Que cette façon de faire qui peut conduire à une dénaturation des propos, n'est donc pas satisfaisante.

Qu'en restreignant les échanges de correspondances entre les sociétés du groupe PBM et les enquêteurs, il n'a eu que le souci d'éviter l'usage par ceux-ci de la ligne commerciale du télécopieur afin de s'assurer de la réception des documents (l'entreprise reçoit plusieurs centaines de télécopies par jour et les risques de perte sont importants), de la chronologie des transmissions et du déroulement de la procédure, et surtout de la confidentialité des transmissions.

Que, sur l'utilisation des manœuvres pour tenter de différer les interventions des enquêteurs prévues les 9 et 10 décembre 1997, il a été d'une part évoqué les difficultés que le conseil du concluant aurait à être disponible le 10 décembre 1997 pour le cas où sa présence apparaîtrait nécessaire et d'autre part demandé l'objet précis des interventions des enquêteurs, mais qu'on ne peut pas simultanément lui reprocher un manque de coopération et lui faire grief, par ailleurs, de solliciter par avance les informations nécessaires à la préparation des interventions des enquêteurs.

Qu'en lui reprochant d'avoir refusé de communiquer aux enquêteurs des photocopies des factures des sociétés du groupe PBM au motif qu'une des employées était absente, bien que les effectifs des sociétés Normandie Béton et PBM soient respectivement 35 personnes pour l'une et 66 personnes pour l'autre, les inspecteurs de la concurrence paraissent considérer que le travail demandé pouvait être aisément réalisé, alors qu'il s'agit d'un travail qui aurait, compte tenu du nombre de factures à photocopier, occupé un salarié pendant plusieurs années.

Qu'aucune critique ne peut lui être faite en ce qui concerne l'heure de fin de son audition et qu'il convient de rappeler que les enquêteurs n'ont pas la qualité d'officier de police judiciaire et ne disposent dont pas de la faculté de placer des personnes en garde à vue.

Que rien ne permet, contrairement à ce que soutient le ministère public, de considérer qu'il détenait les informations statistiques et commerciales concernant les sociétés du groupe PBM demandées.
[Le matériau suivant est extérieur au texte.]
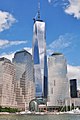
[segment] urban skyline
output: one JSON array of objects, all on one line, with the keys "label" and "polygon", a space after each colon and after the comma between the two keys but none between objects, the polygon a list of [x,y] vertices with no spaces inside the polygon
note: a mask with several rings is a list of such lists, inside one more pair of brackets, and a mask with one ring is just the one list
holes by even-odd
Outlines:
[{"label": "urban skyline", "polygon": [[[70,78],[80,80],[79,1],[44,0],[41,18],[46,22],[47,53],[62,52],[68,62]],[[12,58],[23,48],[31,52],[32,19],[37,13],[38,1],[0,0],[0,56]],[[75,11],[76,9],[76,11]],[[14,24],[13,24],[14,23]],[[78,84],[79,88],[80,85]]]},{"label": "urban skyline", "polygon": [[[33,62],[32,55],[29,52],[26,50],[16,52],[12,63],[7,58],[0,58],[0,66],[0,105],[2,107],[17,107],[20,110],[29,110],[30,108],[31,111],[34,111],[36,105],[37,110],[41,110],[39,105],[43,102],[46,105],[45,96],[37,99],[35,96],[36,85],[34,85]],[[75,105],[80,106],[80,91],[77,89],[77,80],[69,81],[67,79],[67,64],[64,55],[53,53],[48,58],[47,108],[53,110],[54,106],[64,106],[66,102],[70,105],[70,99],[71,104],[74,104],[75,100]],[[33,103],[35,104],[34,108],[31,107]],[[43,108],[45,110],[46,106],[44,104]]]}]

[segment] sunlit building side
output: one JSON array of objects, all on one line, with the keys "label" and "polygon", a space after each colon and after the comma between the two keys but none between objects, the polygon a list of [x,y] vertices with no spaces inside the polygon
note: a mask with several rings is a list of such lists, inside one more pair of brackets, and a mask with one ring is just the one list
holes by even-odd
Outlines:
[{"label": "sunlit building side", "polygon": [[61,53],[53,53],[48,59],[48,106],[64,106],[68,98],[66,59]]},{"label": "sunlit building side", "polygon": [[15,68],[7,58],[0,58],[0,106],[17,107],[15,90]]},{"label": "sunlit building side", "polygon": [[33,61],[36,97],[47,97],[47,55],[45,22],[36,20],[33,26]]}]

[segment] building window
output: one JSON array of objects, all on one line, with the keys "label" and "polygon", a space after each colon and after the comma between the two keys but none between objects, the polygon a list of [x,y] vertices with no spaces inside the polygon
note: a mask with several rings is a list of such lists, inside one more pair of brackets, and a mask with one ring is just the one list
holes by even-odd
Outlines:
[{"label": "building window", "polygon": [[51,94],[53,94],[53,88],[51,88]]},{"label": "building window", "polygon": [[54,86],[56,86],[56,84],[55,84],[55,80],[54,80]]}]

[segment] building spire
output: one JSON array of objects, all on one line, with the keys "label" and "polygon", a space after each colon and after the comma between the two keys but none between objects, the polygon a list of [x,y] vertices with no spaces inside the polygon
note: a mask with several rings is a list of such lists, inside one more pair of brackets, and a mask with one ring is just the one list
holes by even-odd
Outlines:
[{"label": "building spire", "polygon": [[34,20],[34,23],[36,20],[40,20],[40,0],[38,0],[38,11],[36,16],[33,18],[33,20]]},{"label": "building spire", "polygon": [[38,0],[38,20],[40,20],[40,0]]}]

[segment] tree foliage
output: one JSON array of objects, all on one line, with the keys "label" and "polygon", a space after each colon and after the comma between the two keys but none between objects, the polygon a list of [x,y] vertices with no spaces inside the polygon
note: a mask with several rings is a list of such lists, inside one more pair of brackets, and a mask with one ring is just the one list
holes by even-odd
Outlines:
[{"label": "tree foliage", "polygon": [[3,108],[2,106],[0,106],[0,112],[15,113],[15,112],[19,112],[19,110],[17,108],[10,108],[10,107]]}]

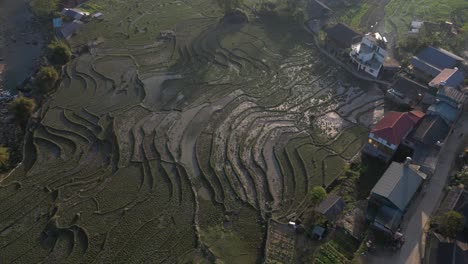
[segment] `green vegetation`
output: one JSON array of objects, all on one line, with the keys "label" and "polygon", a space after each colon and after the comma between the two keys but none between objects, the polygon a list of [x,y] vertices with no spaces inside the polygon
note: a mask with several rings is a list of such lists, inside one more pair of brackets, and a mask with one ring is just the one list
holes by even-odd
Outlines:
[{"label": "green vegetation", "polygon": [[348,235],[343,229],[337,229],[330,241],[318,249],[315,255],[316,264],[345,264],[349,263],[354,252],[359,247],[359,241]]},{"label": "green vegetation", "polygon": [[15,115],[17,122],[24,126],[34,112],[36,103],[34,102],[34,99],[20,96],[11,102],[10,107]]},{"label": "green vegetation", "polygon": [[347,7],[343,16],[340,17],[340,20],[348,26],[358,30],[362,18],[368,11],[369,5],[367,3],[356,4],[351,7]]},{"label": "green vegetation", "polygon": [[88,2],[88,3],[83,3],[79,6],[80,10],[83,10],[84,12],[89,12],[90,14],[99,12],[102,10],[102,6],[96,3]]},{"label": "green vegetation", "polygon": [[72,52],[65,42],[56,40],[50,43],[47,48],[49,49],[48,58],[51,63],[65,65],[71,60]]},{"label": "green vegetation", "polygon": [[[464,30],[468,27],[468,2],[464,0],[391,0],[385,7],[385,13],[386,31],[396,33],[398,45],[407,46],[411,52],[416,52],[419,47],[427,44],[458,51],[464,47],[468,37]],[[407,32],[413,19],[428,23],[415,39],[410,39]],[[445,21],[452,22],[455,28],[459,28],[460,34],[453,35],[451,26],[445,24]]]},{"label": "green vegetation", "polygon": [[322,186],[315,186],[310,190],[310,199],[313,204],[318,204],[327,197],[327,191]]},{"label": "green vegetation", "polygon": [[10,162],[10,151],[0,146],[0,171],[5,170]]},{"label": "green vegetation", "polygon": [[463,167],[451,178],[450,185],[458,186],[460,184],[463,184],[465,188],[468,188],[468,167]]},{"label": "green vegetation", "polygon": [[437,232],[450,238],[454,238],[461,232],[465,225],[465,218],[456,211],[445,212],[437,216],[434,221],[437,225]]},{"label": "green vegetation", "polygon": [[49,17],[58,9],[59,0],[32,0],[33,12],[41,17]]},{"label": "green vegetation", "polygon": [[59,74],[57,70],[52,66],[45,66],[39,69],[37,75],[37,85],[40,90],[40,93],[44,94],[49,92],[55,87],[59,79]]},{"label": "green vegetation", "polygon": [[224,10],[225,13],[231,12],[236,8],[240,8],[242,6],[242,0],[216,0],[218,5]]}]

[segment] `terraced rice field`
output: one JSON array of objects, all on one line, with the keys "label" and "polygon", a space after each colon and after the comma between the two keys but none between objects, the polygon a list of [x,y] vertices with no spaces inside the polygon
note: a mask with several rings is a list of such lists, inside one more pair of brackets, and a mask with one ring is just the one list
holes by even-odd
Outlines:
[{"label": "terraced rice field", "polygon": [[65,67],[0,183],[0,263],[254,263],[267,220],[307,208],[382,115],[377,88],[281,18],[90,3],[105,19],[72,39],[90,53]]}]

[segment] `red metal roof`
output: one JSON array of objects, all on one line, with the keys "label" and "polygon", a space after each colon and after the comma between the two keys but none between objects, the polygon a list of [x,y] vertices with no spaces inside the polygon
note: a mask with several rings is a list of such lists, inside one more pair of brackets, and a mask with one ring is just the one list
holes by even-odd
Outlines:
[{"label": "red metal roof", "polygon": [[388,143],[399,145],[403,138],[424,117],[421,111],[388,112],[380,120],[371,133],[376,137],[385,139]]}]

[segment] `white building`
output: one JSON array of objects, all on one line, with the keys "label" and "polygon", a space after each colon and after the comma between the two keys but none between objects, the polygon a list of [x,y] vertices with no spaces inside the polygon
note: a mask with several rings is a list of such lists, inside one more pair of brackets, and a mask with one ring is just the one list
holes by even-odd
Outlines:
[{"label": "white building", "polygon": [[387,51],[386,39],[379,33],[366,34],[361,42],[351,46],[351,60],[357,64],[358,70],[377,77],[382,69]]}]

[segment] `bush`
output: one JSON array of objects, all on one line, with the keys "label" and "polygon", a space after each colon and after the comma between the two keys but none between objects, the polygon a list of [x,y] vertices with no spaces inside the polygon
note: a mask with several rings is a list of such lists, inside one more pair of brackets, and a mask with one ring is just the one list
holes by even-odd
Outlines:
[{"label": "bush", "polygon": [[71,60],[72,52],[62,41],[54,41],[49,44],[49,60],[56,65],[65,65]]},{"label": "bush", "polygon": [[36,102],[34,99],[20,96],[11,103],[10,107],[15,115],[17,122],[24,126],[34,112],[34,109],[36,108]]},{"label": "bush", "polygon": [[310,190],[312,203],[318,204],[327,196],[327,191],[322,186],[315,186]]},{"label": "bush", "polygon": [[58,0],[32,0],[31,8],[37,16],[51,16],[58,10]]},{"label": "bush", "polygon": [[54,88],[55,84],[59,79],[59,74],[54,67],[46,66],[39,70],[37,76],[37,84],[41,93],[47,93],[49,90]]},{"label": "bush", "polygon": [[436,220],[437,231],[446,237],[454,238],[465,226],[465,217],[456,211],[448,211]]},{"label": "bush", "polygon": [[240,8],[242,0],[218,0],[218,5],[223,9],[224,13],[229,13],[236,8]]},{"label": "bush", "polygon": [[0,147],[0,170],[4,170],[8,167],[10,162],[10,151],[8,148]]}]

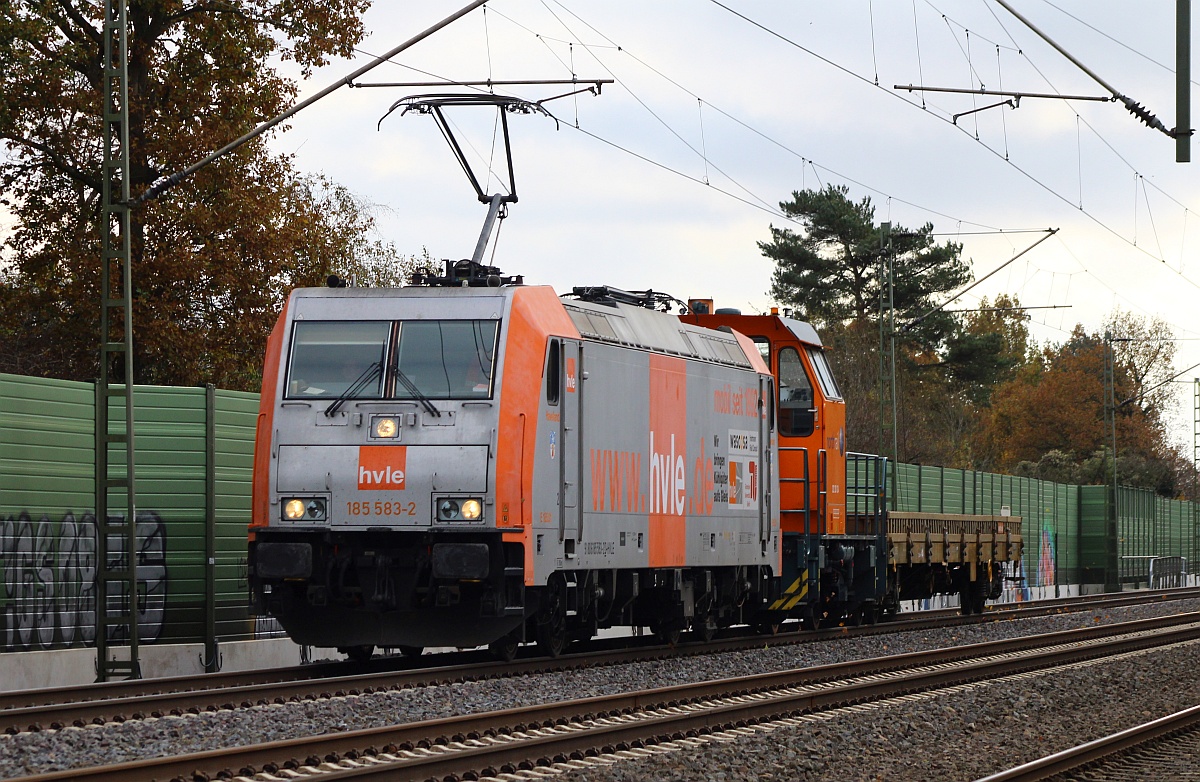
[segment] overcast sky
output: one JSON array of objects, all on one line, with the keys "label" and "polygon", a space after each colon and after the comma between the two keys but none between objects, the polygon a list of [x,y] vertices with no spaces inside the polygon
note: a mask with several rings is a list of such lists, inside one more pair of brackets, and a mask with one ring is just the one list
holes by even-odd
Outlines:
[{"label": "overcast sky", "polygon": [[[314,74],[305,95],[464,4],[378,3],[360,56]],[[1175,126],[1175,2],[1010,4]],[[547,103],[557,129],[546,117],[511,119],[520,201],[494,255],[508,274],[559,292],[654,288],[762,311],[772,264],[756,242],[787,224],[778,203],[846,184],[854,200],[871,197],[877,220],[931,222],[961,241],[976,278],[1036,231],[1059,229],[955,308],[1000,293],[1057,307],[1030,311],[1043,342],[1077,322],[1098,330],[1116,307],[1160,315],[1181,339],[1176,369],[1200,362],[1200,176],[1196,163],[1175,162],[1172,139],[1112,102],[1026,97],[955,123],[1001,98],[894,89],[1108,95],[995,0],[491,0],[486,9],[362,81],[616,80],[599,97]],[[444,91],[344,88],[273,144],[378,205],[382,236],[401,252],[470,257],[486,209],[433,120],[397,112],[376,129],[394,101]],[[534,100],[564,91],[506,90]],[[1197,103],[1195,79],[1191,94]],[[495,192],[494,112],[449,112]],[[1177,386],[1173,434],[1189,447],[1196,376]]]}]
Que c'est en réalité le contraire, ayant pu simplement à partir du document statistiques établi par la FIB (Fédération des Industries du Béton) constater quel était le chiffre d'affaires escaliers déclaré par les fabricants français et déterminer, sans disposer d'informations particulières, que le groupe PBM réalisait la moitié de ce chiffre d'affaires.
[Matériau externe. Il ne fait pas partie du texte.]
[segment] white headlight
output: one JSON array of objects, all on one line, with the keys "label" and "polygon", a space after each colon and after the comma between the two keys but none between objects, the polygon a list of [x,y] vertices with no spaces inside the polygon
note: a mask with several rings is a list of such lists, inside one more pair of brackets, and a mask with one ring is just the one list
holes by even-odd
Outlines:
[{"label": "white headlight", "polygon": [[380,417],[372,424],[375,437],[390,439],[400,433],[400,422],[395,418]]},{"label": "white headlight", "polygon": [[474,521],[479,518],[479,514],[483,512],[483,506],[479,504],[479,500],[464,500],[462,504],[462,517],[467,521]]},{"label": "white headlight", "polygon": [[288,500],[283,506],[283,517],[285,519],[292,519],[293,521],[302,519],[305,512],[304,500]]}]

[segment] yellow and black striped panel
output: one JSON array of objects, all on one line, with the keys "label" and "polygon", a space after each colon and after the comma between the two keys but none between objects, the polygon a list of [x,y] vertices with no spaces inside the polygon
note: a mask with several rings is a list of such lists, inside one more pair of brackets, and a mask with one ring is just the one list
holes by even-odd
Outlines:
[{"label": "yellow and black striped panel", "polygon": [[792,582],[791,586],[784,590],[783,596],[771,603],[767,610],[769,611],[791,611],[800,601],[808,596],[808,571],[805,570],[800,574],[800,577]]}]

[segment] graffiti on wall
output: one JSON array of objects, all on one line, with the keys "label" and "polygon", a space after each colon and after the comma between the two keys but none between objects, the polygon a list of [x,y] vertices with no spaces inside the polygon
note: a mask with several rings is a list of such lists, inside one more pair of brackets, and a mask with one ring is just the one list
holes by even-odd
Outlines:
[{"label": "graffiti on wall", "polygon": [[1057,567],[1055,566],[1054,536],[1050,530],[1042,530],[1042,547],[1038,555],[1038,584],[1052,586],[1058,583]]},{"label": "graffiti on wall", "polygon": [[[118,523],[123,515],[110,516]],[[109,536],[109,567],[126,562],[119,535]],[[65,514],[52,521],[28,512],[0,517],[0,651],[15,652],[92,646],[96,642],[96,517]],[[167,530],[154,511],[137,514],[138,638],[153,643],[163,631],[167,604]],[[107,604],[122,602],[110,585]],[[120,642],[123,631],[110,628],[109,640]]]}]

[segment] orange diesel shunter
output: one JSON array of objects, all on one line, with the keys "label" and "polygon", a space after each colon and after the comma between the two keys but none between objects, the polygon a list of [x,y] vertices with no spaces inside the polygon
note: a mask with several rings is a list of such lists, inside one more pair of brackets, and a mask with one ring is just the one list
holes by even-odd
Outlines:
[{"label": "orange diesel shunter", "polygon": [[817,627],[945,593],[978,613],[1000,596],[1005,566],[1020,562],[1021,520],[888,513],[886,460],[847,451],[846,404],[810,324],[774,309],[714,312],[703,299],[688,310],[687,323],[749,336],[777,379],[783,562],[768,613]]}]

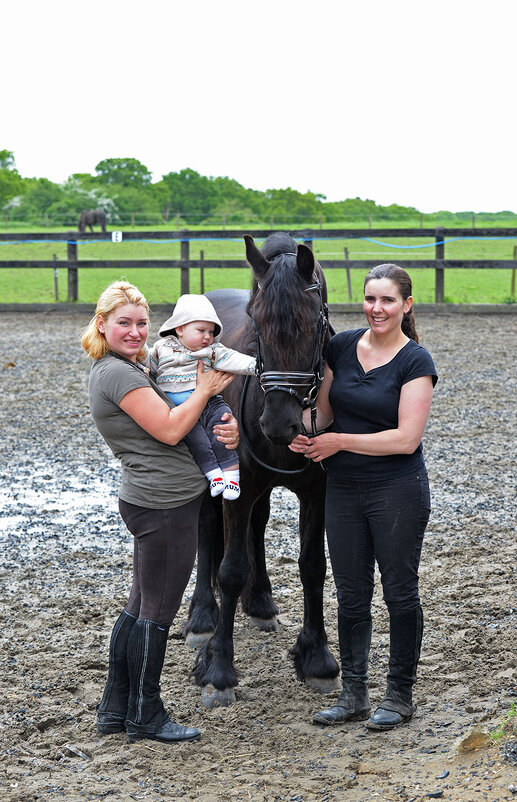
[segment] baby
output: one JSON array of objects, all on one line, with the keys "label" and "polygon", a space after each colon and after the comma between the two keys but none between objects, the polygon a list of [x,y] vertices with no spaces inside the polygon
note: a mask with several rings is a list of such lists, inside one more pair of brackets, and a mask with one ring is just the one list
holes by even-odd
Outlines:
[{"label": "baby", "polygon": [[[182,295],[174,312],[160,328],[160,338],[147,355],[147,365],[156,383],[176,405],[194,391],[198,360],[204,369],[227,373],[254,374],[254,356],[226,348],[219,339],[223,325],[204,295]],[[239,498],[239,462],[213,434],[213,427],[231,409],[222,396],[209,399],[199,421],[184,438],[192,456],[210,482],[212,496]]]}]

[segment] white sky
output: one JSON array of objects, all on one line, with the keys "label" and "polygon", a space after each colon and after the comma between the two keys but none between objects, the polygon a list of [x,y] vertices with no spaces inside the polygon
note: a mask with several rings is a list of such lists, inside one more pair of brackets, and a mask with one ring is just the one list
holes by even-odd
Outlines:
[{"label": "white sky", "polygon": [[246,187],[517,212],[515,0],[18,0],[0,149]]}]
Que sur le refus de se présenter à la convocation du 13 mars 1998 dans les locaux de la Direction nationale des enquêtes de concurrence à Paris, il faut savoir que les enquêteurs avaient simplement demandé au concluant de venir chercher un procès-verbal et qu'il a estimé inutile d'effectuer 300 km pour ce seul motif.

Que ce comportement n'en en rien fait obstacle au déroulement de l'enquête et là encore il faut savoir que le procès-verbal en question lui a été adressé tout simplement par la voie postale.

Christophe D présent et assisté de son conseil, sollicite par voie de conclusions sa relaxe faisant valoir les mêmes moyens que Claude D.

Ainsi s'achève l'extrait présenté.